Ice Breakers. Who Am I?

Earlier today I was reading through ice breaker questions because… Well, that’s a long story that’s entirely beside the point.

As I was reading, I just felt more and more defeated. Most of the time I didn’t have one particular answer, and with the either or questions, I’d say both for different reasons, or in different contexts.

Or neither.

“It depends.” My standard stock response… But that doesn’t work well when you’re trying to let other people get to know you.

Anyone else feel like icebreakers are just an extension of small talk?

They’re just a little more formulaic, with just a little bit more pressure to preform and have a solid and definitive answer.

But you know what?

I don’t.

And I could mostly be okay with that, aside from the separation it causes between me and other people. I don’t want division, I want connection.
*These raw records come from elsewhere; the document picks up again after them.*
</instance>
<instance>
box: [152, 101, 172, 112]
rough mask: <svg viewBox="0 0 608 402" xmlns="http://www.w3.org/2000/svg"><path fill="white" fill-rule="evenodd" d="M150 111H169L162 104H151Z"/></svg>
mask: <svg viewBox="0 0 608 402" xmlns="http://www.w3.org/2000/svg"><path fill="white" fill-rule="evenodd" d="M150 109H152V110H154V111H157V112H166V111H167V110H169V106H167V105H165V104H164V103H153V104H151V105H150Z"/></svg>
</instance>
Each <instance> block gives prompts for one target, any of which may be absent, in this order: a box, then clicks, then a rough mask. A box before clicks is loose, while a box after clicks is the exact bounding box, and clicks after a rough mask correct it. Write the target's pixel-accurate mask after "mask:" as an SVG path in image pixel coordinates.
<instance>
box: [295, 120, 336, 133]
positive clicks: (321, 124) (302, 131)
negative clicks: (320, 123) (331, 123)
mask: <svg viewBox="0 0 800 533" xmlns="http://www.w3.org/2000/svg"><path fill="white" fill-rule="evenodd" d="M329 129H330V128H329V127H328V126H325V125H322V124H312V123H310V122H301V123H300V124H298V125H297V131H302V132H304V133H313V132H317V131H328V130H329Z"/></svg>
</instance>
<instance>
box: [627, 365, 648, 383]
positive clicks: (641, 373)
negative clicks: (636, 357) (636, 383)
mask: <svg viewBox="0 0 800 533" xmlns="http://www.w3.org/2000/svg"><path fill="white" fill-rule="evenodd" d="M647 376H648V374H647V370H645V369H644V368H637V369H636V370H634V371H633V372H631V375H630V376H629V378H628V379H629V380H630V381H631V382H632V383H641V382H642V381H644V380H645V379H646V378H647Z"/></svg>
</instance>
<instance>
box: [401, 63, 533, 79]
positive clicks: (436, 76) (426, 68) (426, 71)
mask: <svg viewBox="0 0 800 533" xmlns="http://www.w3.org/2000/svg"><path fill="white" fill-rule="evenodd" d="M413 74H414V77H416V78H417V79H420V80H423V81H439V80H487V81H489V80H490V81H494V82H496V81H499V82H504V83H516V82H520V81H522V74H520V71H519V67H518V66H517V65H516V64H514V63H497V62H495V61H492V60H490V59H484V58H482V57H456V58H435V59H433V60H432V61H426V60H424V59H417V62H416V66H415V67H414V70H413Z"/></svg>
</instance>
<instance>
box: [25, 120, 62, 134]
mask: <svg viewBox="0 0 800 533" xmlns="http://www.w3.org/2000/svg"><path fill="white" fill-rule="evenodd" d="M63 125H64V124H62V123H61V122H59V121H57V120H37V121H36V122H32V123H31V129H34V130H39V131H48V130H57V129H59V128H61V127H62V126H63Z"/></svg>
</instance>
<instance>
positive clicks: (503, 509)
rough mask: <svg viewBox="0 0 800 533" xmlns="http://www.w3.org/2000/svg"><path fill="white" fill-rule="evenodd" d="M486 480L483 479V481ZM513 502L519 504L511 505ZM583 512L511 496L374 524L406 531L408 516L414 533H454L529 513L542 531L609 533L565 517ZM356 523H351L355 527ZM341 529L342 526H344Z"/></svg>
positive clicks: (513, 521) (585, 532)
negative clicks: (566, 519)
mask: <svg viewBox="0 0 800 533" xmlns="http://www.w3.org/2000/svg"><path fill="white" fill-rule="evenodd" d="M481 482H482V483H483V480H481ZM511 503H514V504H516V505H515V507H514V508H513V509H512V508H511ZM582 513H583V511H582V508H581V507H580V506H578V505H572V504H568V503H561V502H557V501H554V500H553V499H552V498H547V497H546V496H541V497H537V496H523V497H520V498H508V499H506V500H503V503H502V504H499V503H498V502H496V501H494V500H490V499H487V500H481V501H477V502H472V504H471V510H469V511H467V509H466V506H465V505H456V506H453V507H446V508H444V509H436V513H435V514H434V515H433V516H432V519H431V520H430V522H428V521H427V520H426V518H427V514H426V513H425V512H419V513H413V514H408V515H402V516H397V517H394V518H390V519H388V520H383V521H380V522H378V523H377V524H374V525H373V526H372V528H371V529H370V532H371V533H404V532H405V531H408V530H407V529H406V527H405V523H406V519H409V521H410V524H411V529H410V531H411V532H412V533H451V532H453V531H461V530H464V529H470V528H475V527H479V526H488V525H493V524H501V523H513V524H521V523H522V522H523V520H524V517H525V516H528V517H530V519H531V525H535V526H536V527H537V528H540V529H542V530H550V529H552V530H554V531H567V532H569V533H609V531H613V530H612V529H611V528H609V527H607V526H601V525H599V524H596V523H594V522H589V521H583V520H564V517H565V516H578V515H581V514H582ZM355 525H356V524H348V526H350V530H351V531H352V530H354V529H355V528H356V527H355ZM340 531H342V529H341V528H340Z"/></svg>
Over and over in my mind, the same question echoed through with each ice breaker question I read.

Who am I?

And why can’t I just be simple? Do I just not know myself? Why do we all have to fit into a box of having one all encompassing answer that fits into every situation, every context, every moment.

Maybe I’m making it complicated. Maybe it’s okay to just choose something, anything. Maybe it’s okay to have multiple answers. But I’ve seen the response when I don’t just keep that to myself. People get bored. And then they don’t even try to get to know me, because it’s like I don’t even know myself.

Who am I?

That is the question I will always be asking. It’s a journey taken one step at a time, one day at a time, one moment at a time. But sometimes I wish the world inside my mind was just a little less complicated. (Though not really, I wouldn’t want to be bored.)

Maybe I’ll always be left walking the frozen tundra alone. Always on the outside. Navigating the ice caps that others seem to breeze over.

Maybe I know myself less, or maybe I know myself more. I don’t know the answer any better than I know the answer to those awful little questions that seem to cause such a huge internal storm.

How do you feel about ice breakers? Do you have a hard time coming up with a single answer?